Earlier this week, Arians said he was looking for his "five-star" players to help lead the charge, naming Freeney as one of those guys.  Freeney hopes to come through.

"It's getting there.  It's not there yet," said Freeney.  "With those types of injuries, they kind of linger, the high ankle.  I just go out and test it every day and be very optimistic that it's going to be fine.  Those kinds of things stick around for a while.  Unfortunately, it happened.  Fortunately, it happened in the first game, not the middle of the season.  It gives me some time to get back healthy."

Freeney had a Chicago offensive lineman fall on the back of his leg in the game's first few plays.  The injury has cost him the most games in one season since 2009.

"I hope to play.  That doesn't mean it's going to happen," said Freeney.  "It's really a day-to-day deal.  I treat it the same way I've treated all my injuries.  I wake up on Thursday, 'How does it feel,' wake up on Friday, 'Whatever it is.'  (I) wake up on Saturday, 'Maybe I can go.' "

"He looked good," said Defensive Coordinator Greg Manusky of Freeney's Wedesday work.  "I think (he's) just trying to knock off a little bit of the rust.  For the most part, he's still just testing out his ankle.  He looked good."

Freeney and linebacker Pat Angerer both hope to return this week.  Angerer, injured in preseason, expressed earlier this week how tough being out of action has been, something Freeney echoes.

"It's real tough.  I can't stand it," said Freeney.  "That's why sometimes you see me if it's a three-week injury, I'm back after one week.  The sideline I can never get used to. 

"You really do (miss playing when hurt).  You really start missing it, all the camaraderie, the meetings, just being around with the players in practice and definitely the games.  It's part of you, especially being out there for 11 years like I have.  It's all you know.  You never want to see the guys out there without you."

Freeney admitted the rare chance to face Green Bay is exciting.  Also an allure is having a first-ever opportunity to battle an old friend, Packers center Jeff Saturday, who was a teammate of Freeney's for a decade.

"That's going to be interesting.  It's going to be really interesting the first time I actually hit him or he hits me," said Freeney.  "There's definitely going to be something said.  I don't know (what).  That's another thing (why) I want to get out there so bad – to see Jeff.  If it happens, it will be something special."

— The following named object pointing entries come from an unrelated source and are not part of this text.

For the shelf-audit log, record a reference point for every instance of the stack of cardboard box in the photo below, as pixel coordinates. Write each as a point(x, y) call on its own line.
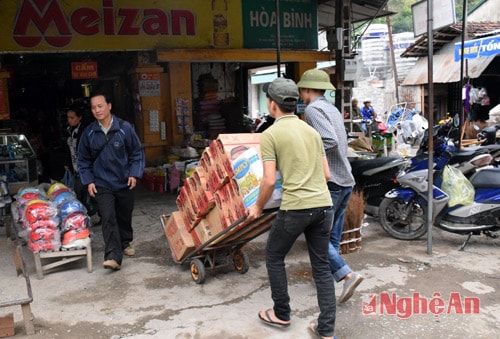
point(215, 196)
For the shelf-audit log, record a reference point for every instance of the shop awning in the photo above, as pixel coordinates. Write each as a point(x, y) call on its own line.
point(445, 69)
point(476, 48)
point(361, 10)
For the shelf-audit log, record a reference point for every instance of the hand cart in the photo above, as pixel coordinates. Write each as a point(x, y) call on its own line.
point(226, 245)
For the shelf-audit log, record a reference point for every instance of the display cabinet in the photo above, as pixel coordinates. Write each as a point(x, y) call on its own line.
point(17, 161)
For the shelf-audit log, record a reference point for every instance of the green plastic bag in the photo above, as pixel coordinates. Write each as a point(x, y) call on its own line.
point(457, 186)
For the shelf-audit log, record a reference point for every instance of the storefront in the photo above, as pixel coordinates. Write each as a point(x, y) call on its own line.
point(161, 62)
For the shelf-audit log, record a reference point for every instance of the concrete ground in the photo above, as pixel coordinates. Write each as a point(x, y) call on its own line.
point(406, 293)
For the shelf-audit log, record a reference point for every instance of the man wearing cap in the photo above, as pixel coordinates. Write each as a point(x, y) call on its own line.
point(296, 150)
point(324, 117)
point(368, 114)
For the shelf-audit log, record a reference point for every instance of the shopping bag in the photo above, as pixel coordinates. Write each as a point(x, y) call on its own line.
point(68, 179)
point(457, 186)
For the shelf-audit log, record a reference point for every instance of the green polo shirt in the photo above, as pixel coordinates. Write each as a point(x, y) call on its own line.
point(298, 151)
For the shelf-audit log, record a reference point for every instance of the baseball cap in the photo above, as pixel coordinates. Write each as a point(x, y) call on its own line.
point(283, 91)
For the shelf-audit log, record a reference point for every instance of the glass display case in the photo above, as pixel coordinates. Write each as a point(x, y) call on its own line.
point(17, 161)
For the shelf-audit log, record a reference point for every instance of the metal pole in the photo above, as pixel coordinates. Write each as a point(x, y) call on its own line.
point(462, 80)
point(393, 58)
point(278, 38)
point(430, 130)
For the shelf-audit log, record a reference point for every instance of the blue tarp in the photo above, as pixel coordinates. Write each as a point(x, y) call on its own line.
point(484, 47)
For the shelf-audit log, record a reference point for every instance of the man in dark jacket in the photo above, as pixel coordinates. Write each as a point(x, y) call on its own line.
point(110, 160)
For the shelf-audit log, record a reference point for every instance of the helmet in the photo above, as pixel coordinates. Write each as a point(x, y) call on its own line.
point(71, 206)
point(38, 209)
point(57, 191)
point(29, 193)
point(54, 187)
point(77, 220)
point(315, 79)
point(60, 198)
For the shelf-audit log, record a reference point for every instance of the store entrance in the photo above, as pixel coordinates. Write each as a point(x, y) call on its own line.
point(41, 90)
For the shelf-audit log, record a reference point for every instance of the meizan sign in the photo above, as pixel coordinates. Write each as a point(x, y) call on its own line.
point(87, 21)
point(73, 25)
point(97, 25)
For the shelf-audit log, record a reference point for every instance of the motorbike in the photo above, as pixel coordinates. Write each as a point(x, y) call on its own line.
point(403, 211)
point(376, 177)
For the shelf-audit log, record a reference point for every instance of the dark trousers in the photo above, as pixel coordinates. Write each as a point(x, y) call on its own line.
point(316, 224)
point(115, 209)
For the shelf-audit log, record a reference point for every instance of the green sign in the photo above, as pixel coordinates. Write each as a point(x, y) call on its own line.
point(298, 24)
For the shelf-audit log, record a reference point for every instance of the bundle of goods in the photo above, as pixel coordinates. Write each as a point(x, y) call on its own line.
point(52, 220)
point(39, 218)
point(74, 226)
point(351, 235)
point(217, 193)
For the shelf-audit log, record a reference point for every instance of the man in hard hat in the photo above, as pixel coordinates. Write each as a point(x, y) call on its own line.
point(306, 207)
point(323, 116)
point(368, 115)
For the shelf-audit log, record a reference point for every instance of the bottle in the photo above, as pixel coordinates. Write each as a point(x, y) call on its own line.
point(220, 31)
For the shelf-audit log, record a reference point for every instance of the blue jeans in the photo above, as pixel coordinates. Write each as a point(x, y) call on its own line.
point(340, 197)
point(316, 225)
point(116, 217)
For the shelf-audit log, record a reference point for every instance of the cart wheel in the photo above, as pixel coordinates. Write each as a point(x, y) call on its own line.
point(197, 271)
point(241, 262)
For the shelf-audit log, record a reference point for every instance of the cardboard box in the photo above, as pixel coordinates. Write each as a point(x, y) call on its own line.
point(216, 172)
point(7, 325)
point(185, 203)
point(203, 232)
point(179, 239)
point(248, 172)
point(202, 194)
point(217, 220)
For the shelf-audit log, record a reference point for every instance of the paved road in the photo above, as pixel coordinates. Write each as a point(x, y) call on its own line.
point(154, 297)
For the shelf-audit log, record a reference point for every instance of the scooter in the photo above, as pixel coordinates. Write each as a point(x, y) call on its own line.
point(403, 211)
point(378, 176)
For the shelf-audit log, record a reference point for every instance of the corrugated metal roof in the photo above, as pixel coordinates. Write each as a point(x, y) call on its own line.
point(361, 10)
point(446, 34)
point(445, 68)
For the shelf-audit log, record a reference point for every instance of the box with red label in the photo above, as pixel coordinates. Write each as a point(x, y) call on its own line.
point(202, 232)
point(216, 174)
point(185, 203)
point(179, 239)
point(217, 221)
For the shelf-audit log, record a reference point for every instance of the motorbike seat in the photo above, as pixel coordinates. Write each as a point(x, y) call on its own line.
point(360, 166)
point(463, 156)
point(487, 178)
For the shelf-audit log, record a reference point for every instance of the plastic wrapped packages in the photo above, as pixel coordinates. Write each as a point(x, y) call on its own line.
point(457, 186)
point(75, 221)
point(45, 240)
point(61, 198)
point(23, 197)
point(75, 224)
point(42, 220)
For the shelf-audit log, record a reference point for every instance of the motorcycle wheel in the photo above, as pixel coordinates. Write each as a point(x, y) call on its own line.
point(391, 212)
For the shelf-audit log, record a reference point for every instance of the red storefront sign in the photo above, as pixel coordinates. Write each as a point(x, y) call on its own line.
point(84, 70)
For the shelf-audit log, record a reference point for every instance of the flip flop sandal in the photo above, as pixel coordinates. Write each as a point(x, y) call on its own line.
point(313, 327)
point(268, 320)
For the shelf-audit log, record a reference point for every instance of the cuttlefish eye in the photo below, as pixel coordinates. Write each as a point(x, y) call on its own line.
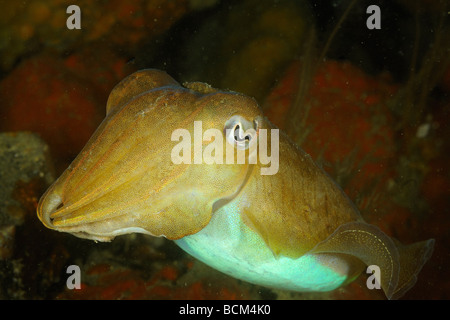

Freeney is one of a handful of NFL players to top 100 sacks.  Saturday led a line that saw the Colts produce one of the most prolific offenses ever assembled in the league.  Who might have more veteran guile?

"Jeff has been there for a while.  Jeff's the guy.  What is it, 14 years for Jeff?  I don't know (who has more)," smiled Freeney.

Linebacker Robert Mathis has been a mayhem partner of Freeney's for many seasons, and they lockered just across the way from Saturday for years.  Mathis looks forward to seeing his old buddy, too.

"It's going to be fun but at the same time, you miss him around here," said Mathis.  "He was our leader, our top dog around here.  I understand it's the business of this game.  It'll be fun playing against him."